A SOLAR probe assembled in the UK has made its first close pass of the Sun today as it swept by the Earth’s nearest star at a distance of around 47.8 million miles.
In comparison, Earth orbits the Sun at a distance of around 93 million miles, on average. The European orbiter, called SolO, is a European Space Agency craft.
It was launched in February this year.
Its close pass is still some distance from the Sun – indeed, its closest pass has put it in between the orbits of Mercury and Venus.
But the spacecraft is not yet entirely up and running for routine operations. That particular milestone is around a year away, the BBC reports.
Since its launch, scientists have been testing the systems of the probe and sorting out the 10 scientific instruments that are on board as it sails through space.
So far, the magnetometer, which can detect magnetic fields that are emitted from the Sun, is up and running.
This is important for tracking huge explosions that the Sun regularly gives off. Called coronal mass ejections, these explosions give off solar wind that cause magnetic disturbances.
Tracking these explosions is interesting to scientists, not least because of the potentially devastating effects they could have on Earth.

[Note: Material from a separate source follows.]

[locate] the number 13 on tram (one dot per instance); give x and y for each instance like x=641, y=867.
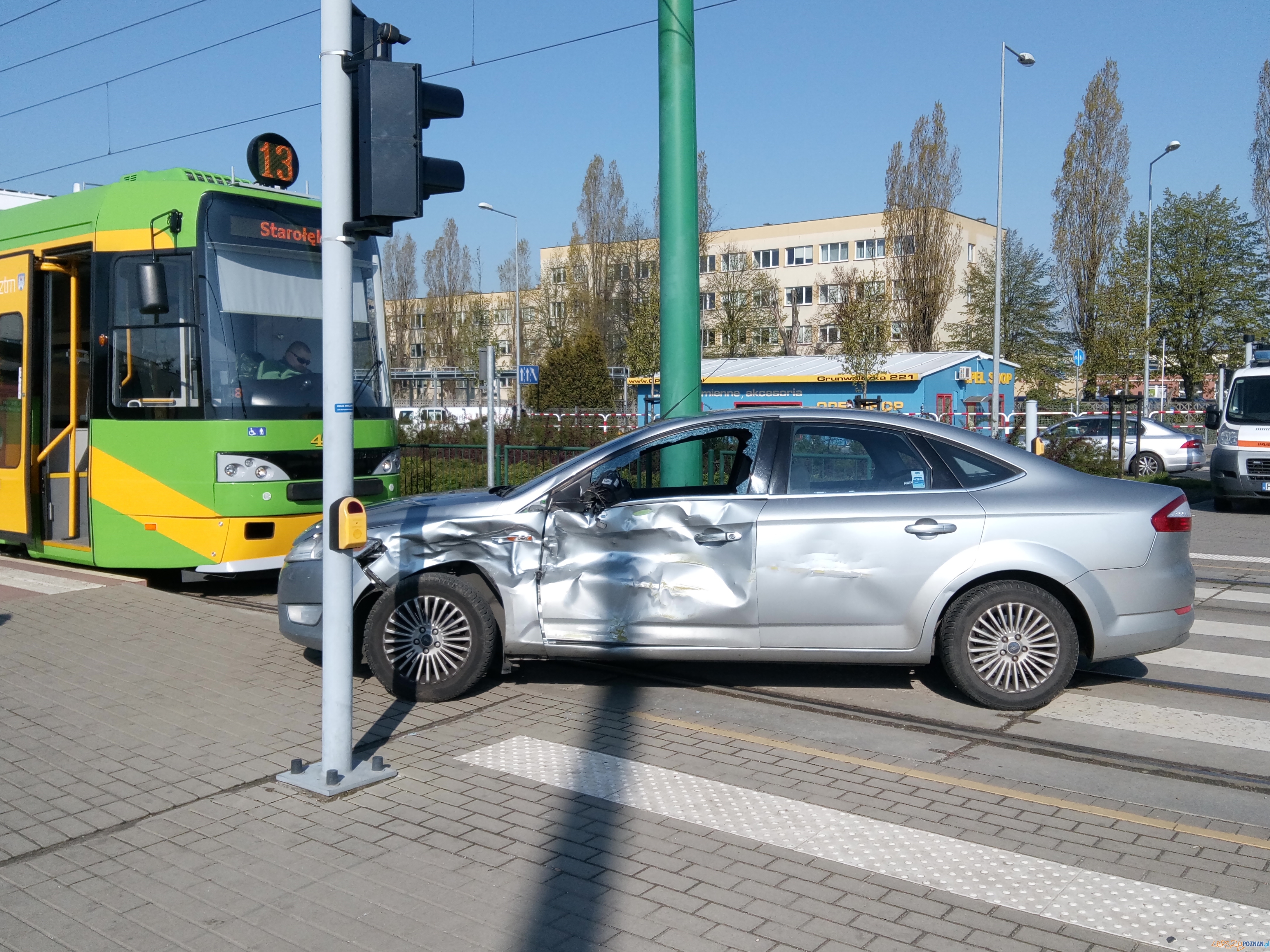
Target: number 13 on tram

The Earths own magnetic field helps to protect our planet from these extreme solar flares. But particularly violent ones could interrupt satellites that are in orbit, and even disrupt power grids.
Researchers already have a lot of data about what these solar flares look like when they reach Earth, but they tend to change a lot during their journey from the Sun to our home planet.
This is why studying the solar flares mid-journey provides scientists with more insight about them, and could lead to more accurate forecasts of space weather, according to Imperial College London (ICL).
Professor Tim Horbury, principal investigator for the magnetometer at ICL, said the instruments and close orbit allow scientists “to go in close to the Sun and see whats going on [on] its surface, and then see how that expands out into interplanetary space.”
In addition, the SolO has imagers aboard, which will be able to take photos of the Sun.
As might be expected, one of the biggest challenges that engineers face when developing solar probes is how to protect them from the intense heat that the Sun gives off, but also cope with the extreme cold of space.
The SolO orbiter has a heat shield to help with this, which is capable of coping with temperatures up to 500 degrees Celsius.
The magnetometer is only rated to operate at a maximum of 55 degrees, so it will need to be shielded from most of this. Conversely, it can handle minimum temperatures as low as -110 degrees.
And this is before other challenges such as radiation doses and heavy g-force loads are taken into consideration.
But as challenging as it is to build a solar probe, SolO is not the first one. NASAs Parker Solar Probe is probably the most well-known. It was launched in 2018, and its going to get a lot closer to the Sun than SolO will.
Eventually, the Parker Solar Probe will pass within just 4 million miles of the Suns surface, exposing it to heat and radiation that no other spacecraft has ever faced.
In contrast, Mercury – the closest planet to the Sun – orbits at a distance of 42.5 million miles on average.
At its closest approach, the Parker probe will be travelling at 430,000 miles per hour, and its solar shield will face temperatures of around 1,400 degrees Celsius.
This shield will have its work cut out for it, since the probes internal instruments have to be kept at near to room temperature.
Like SolO, the Parker probe will help scientists make predictions and forecast space-weather events that impact life on Earth.